There was plenty of parliamentary drama as the House took up its first bill of the session Thursday and then tabled it after about a 90-minute debate.
The bill regarding data practices in the Office of the Attorney General therefore returned to its place at the top of the Calendar for the Day, ready to possibly be taken up again at a future date.
When the debate ended, and as the green and red lights on the House voting display were lighting up along party lines, it became clear that HF20 would lack the needed votes. Sixty-eight votes are required for passage; Republicans hold a 67-66 seat advantage.
That’s when House Majority Leader Harry Niska (R-Ramsey), the bill sponsor, changed his vote from “yes” to “no.” Per House Rules: “After a question is decided either in the affirmative or negative, a member who voted with the prevailing side may move to reconsider it.” Niska immediately did.

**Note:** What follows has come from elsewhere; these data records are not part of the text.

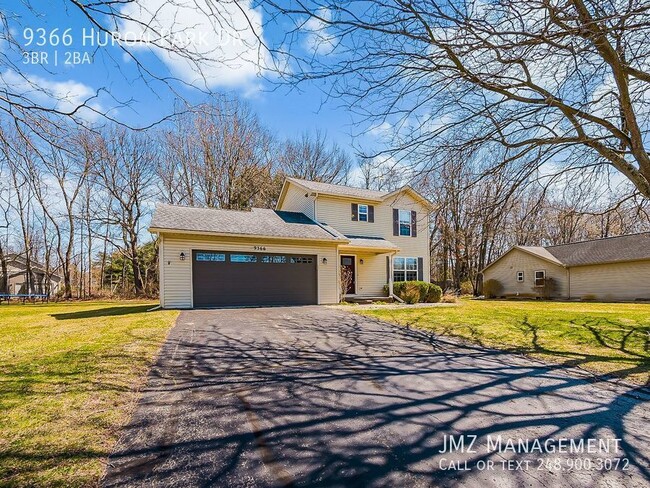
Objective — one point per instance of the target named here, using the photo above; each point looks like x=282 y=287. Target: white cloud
x=203 y=42
x=64 y=96
x=319 y=40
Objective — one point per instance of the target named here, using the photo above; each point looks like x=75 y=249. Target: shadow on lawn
x=629 y=345
x=325 y=398
x=605 y=334
x=102 y=312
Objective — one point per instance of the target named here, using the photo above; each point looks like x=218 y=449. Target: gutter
x=158 y=230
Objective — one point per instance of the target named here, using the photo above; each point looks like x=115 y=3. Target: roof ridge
x=336 y=184
x=595 y=240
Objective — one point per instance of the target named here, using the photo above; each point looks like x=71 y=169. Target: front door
x=349 y=274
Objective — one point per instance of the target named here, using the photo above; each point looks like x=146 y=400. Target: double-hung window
x=405 y=222
x=405 y=269
x=363 y=213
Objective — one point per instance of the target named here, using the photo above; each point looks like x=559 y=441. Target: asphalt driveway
x=314 y=396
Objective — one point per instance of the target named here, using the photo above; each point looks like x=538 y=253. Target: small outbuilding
x=610 y=269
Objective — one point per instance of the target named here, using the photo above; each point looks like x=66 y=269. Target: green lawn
x=69 y=378
x=601 y=337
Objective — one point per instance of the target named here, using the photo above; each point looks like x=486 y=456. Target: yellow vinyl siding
x=296 y=201
x=505 y=271
x=337 y=212
x=371 y=275
x=616 y=281
x=176 y=275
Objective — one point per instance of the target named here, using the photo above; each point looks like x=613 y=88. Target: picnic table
x=32 y=297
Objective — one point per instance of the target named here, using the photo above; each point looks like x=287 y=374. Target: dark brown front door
x=347 y=263
x=227 y=278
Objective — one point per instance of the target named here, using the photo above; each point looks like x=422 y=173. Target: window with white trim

His motion prevailed on a 67-65 party-line vote, and his next motion to table the bill was adopted on a split voice vote.
So, the House ended up where it started.
The bill would have made data collected by the attorney general’s office, such as information collected during investigations of consumer complaints and “whistleblower” actions, classified as private only if they were truly data “on individuals.”
Niska characterized the bill as a “sunshine” act.
“Government transparency needs to be an absolute value in our democracy,” Niska said. “We cannot hold our elected officials accountable — including those in such important positions as the attorney general’s office — unless we know what’s going on in that office.”
Niska said the bill impetus is to correct what he calls the state Supreme Court’s misinterpretation of the Data Practices Act in a 2022 decision as it applies to the office.
That decision, he said, gave the office too much leeway to hide from the public how it investigates complaints and how corporations and organizations are influencing those decisions.
Democrats had a different take on that decision, saying the bill would hamper the office’s investigations into civil and consumer complaints, for example, by removing protections certain whistleblowers would have against public disclosure and hence expose them to possible retaliation.
House DFL Floor Leader Jamie Long (DFL-Mpls) cited an example of the need to keep from publicly identifying a family farm organized as an LLC that might rightly fear retaliation for reporting on the misconduct of the large agricultural conglomerates to which it must sell its products.